Guzik z pętelką od ministra

    8

    Po raz pierwszy od kilku lat Świdnicki Ośrodek Kultury przegrał pierwszą batalię o dotacje Ministerstwa Kultury i Dziedzictwa Narodowego na Międzynarodowy Festiwal Bachowski, Rzeźnię Poetycką i Alchemię Teatralną. – Z naszych zamiarów nie rezygnujemy. I walczymy dalej – zapewnia dyrektor Tomasz Jamróg.

    Ośrodek starał się o 75 tysięcy złotych na festiwal, 8,5 tysiąca na Rzeźnię i 30 tysięcy na Alchemię. – Nasze wnioski zyskały więcej punktów niż przed rokiem, przegraliśmy jednak z nową konkurencją – wyjaśnia Halina Szymańska z ŚOK-u. Po raz pierwszy do konkursu zostały dopuszczone podmioty gospodarcze działające w dziedzinie kultury, takie choćby jak TVP. To było zderzenie Dawida z Goliatem. Poza tym wpłynęła rekordowa liczba wniosków, aż 900.

    Dyrektor Jamróg zapewnia, że ŚOK skorzysta z zastosowanej po raz pierwszy procedury odwoławczej. – Nasze odwołania już wysłaliśmy – dodaje. Minister powinien je rozpatrzyć w marcu. Trwają także starania o pozyskanie dotacji z innych źródeł, jak choćby z Unii Europejskiej. Na razie ośrodek dysponuje własnym budżetem. Na Festiwal Bachowski ma 130 tysięcy złotych, Na Alchemię 22 tysiące, na Rzeźnię Poetycką 11 tysięcy. – Będzie skromniej, ale z niczego nie zrezygnujemy – deklaruje dyrektor. Jan Tomasz Adamus, dyrektor artystyczny Festiwalu Bachowskiego, pracuje nad dostosowaniem programu do możliwości finansowych, tak by jednak wydarzenie nie straciło na wartości i randze.

    Na pewno nie zabraknie warsztatów w ramach Alchemii ani spotkań w Rzeźni Poetyckiej z autorami i wykładowcami. – Może będą trochę rzadziej niż dotychczas – mówi Halina Szymańska.
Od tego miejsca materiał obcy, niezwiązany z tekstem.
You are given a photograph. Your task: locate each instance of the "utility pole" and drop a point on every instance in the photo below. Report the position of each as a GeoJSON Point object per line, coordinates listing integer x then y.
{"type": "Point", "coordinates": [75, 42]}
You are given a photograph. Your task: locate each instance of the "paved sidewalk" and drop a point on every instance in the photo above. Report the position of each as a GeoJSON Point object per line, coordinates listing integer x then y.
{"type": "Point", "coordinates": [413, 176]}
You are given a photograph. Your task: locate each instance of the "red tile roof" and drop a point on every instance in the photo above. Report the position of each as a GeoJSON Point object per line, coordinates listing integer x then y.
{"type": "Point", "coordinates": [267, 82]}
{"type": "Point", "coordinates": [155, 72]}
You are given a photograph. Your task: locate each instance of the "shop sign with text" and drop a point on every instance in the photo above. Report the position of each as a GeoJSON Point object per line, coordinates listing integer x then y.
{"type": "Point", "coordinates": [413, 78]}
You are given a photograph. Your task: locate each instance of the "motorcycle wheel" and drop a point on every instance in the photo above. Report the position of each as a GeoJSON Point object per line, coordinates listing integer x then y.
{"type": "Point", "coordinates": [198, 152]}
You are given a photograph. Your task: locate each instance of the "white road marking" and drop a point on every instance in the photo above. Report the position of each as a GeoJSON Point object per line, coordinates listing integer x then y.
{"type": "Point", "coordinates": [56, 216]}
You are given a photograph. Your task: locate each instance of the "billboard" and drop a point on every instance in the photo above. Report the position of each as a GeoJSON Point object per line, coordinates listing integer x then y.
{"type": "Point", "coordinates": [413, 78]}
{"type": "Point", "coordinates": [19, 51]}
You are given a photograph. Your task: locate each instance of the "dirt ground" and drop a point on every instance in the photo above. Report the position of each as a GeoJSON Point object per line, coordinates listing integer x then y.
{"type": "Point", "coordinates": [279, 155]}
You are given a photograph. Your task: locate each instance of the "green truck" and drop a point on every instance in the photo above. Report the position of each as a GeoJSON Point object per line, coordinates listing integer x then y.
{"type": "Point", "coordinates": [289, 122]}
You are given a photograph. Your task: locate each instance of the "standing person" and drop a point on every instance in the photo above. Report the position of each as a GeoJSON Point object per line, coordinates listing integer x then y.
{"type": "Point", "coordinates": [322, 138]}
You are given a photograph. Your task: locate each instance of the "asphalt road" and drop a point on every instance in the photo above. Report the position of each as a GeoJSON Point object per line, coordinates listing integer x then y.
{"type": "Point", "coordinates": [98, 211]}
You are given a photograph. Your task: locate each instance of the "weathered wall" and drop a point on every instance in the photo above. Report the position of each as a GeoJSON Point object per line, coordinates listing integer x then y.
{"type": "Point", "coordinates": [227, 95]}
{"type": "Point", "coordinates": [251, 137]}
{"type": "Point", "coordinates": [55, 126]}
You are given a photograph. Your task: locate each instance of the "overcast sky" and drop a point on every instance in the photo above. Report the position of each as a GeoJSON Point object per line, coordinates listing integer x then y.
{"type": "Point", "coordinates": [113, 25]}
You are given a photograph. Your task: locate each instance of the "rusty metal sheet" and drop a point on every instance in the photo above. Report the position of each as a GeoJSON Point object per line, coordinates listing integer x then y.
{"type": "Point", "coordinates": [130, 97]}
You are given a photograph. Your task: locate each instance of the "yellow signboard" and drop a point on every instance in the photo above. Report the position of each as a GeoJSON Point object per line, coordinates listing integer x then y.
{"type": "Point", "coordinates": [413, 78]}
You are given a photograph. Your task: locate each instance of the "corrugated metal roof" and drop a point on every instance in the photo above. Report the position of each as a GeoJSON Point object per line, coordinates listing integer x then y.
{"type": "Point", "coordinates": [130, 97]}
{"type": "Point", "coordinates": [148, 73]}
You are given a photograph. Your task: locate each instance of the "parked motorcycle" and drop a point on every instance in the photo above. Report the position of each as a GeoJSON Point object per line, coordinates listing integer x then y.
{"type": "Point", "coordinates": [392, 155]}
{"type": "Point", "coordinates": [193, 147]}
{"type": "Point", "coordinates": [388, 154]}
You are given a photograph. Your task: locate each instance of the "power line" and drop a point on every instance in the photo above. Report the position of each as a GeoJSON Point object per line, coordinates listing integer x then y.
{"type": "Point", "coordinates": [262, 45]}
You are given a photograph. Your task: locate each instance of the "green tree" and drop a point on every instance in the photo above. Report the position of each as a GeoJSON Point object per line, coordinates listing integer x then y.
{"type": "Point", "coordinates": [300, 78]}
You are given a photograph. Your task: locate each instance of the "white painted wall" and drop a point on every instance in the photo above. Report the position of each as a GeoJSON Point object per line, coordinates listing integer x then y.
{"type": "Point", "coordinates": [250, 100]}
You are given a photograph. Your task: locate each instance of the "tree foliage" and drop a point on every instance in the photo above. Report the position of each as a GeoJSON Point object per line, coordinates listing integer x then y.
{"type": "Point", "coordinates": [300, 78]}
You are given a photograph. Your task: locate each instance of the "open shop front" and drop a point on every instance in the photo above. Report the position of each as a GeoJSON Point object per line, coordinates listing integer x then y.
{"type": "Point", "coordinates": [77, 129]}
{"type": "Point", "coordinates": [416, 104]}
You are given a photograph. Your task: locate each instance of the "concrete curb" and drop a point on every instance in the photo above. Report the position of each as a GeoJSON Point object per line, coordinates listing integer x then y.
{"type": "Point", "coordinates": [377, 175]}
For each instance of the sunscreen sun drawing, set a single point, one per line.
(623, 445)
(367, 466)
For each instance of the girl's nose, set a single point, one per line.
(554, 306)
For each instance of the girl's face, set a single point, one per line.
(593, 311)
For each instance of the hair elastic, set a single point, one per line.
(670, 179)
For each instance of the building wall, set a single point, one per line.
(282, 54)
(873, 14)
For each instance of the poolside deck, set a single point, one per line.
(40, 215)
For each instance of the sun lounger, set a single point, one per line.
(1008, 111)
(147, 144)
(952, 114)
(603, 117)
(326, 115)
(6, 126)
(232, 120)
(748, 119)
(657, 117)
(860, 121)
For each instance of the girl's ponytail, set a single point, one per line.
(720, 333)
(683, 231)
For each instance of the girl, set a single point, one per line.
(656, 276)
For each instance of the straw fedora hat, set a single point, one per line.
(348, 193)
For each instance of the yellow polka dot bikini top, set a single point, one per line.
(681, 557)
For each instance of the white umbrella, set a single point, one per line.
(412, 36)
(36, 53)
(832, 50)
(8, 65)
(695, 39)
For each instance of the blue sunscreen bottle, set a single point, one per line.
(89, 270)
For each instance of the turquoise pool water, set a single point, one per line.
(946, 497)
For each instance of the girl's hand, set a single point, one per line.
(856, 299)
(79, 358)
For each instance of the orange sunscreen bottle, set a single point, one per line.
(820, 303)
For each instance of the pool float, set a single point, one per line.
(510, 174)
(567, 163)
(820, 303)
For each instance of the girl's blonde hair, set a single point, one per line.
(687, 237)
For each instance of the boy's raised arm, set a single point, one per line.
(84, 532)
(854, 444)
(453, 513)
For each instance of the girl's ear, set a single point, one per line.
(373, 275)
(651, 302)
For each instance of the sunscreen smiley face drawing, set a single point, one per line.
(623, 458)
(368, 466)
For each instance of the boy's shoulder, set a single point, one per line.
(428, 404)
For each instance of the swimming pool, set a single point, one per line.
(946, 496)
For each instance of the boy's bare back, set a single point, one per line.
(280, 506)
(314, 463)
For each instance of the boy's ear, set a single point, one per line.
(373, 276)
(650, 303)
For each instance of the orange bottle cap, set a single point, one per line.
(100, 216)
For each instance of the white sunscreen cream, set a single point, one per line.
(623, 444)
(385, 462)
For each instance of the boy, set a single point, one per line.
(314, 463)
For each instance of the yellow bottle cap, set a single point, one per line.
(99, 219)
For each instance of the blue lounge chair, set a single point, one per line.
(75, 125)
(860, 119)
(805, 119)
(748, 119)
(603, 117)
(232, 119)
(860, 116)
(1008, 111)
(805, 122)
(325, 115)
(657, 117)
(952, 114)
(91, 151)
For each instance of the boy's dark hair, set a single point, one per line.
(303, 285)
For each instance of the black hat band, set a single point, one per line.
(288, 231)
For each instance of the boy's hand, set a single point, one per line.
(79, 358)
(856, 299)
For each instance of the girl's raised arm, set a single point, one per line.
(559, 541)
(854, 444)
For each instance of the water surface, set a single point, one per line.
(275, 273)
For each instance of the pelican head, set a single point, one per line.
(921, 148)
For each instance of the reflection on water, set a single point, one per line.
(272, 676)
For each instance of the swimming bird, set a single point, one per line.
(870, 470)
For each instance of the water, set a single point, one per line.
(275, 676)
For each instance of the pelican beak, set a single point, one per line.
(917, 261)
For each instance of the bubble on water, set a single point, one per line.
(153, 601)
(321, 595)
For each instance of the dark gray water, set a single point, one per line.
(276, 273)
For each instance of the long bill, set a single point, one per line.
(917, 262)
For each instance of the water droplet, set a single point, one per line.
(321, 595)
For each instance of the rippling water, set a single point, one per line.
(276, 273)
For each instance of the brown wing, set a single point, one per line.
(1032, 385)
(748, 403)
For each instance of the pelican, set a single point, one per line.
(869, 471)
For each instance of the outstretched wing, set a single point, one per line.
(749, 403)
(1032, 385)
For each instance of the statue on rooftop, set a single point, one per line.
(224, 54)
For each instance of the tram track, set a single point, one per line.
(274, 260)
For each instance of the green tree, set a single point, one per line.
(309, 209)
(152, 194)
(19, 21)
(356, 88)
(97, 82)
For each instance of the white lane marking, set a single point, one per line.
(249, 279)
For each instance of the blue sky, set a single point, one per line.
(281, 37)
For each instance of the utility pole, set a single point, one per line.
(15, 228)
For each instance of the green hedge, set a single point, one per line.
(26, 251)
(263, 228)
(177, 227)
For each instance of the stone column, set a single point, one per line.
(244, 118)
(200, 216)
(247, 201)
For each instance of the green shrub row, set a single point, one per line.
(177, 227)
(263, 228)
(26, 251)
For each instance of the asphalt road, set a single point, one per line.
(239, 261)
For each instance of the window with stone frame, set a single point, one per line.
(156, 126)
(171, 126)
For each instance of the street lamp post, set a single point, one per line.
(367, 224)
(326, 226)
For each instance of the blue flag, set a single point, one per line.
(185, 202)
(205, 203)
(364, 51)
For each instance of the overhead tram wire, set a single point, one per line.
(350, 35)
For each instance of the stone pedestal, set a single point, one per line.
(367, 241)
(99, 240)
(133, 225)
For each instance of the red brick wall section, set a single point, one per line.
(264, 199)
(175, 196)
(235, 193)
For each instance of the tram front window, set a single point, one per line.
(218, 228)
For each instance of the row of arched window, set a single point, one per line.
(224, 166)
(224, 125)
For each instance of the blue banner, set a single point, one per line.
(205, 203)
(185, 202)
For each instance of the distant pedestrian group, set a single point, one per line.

    Czy warto kruszyć kopie o niszowe imprezy? – Niszowe? Na pewno nie w Świdnicy! – ripostuje Szymańska. – W warsztatach, organizowanych w ramach Alchemii uczestniczy co roku kilkadziesiąt osób, spektakle naszych amatorów zapełniają po brzegi salę teatralną, a na spotkania z pisarzami czy poetami przychodzi po 50 i więcej osób. Nie mówiąc już o tym, jaką popularnością cieszą się wizyty znanych aktorów czy reżyserów albo Festiwal Bachowski, na który przyjeżdżają ludzie z całej Polski. Te projekty mają jednak przede wszystkim walor edukacyjny, pozwalają w ciekawy sposób spędzać wolny czas, realizować pasje. Nie ma mowy, by zniknęły z naszego kalendarza.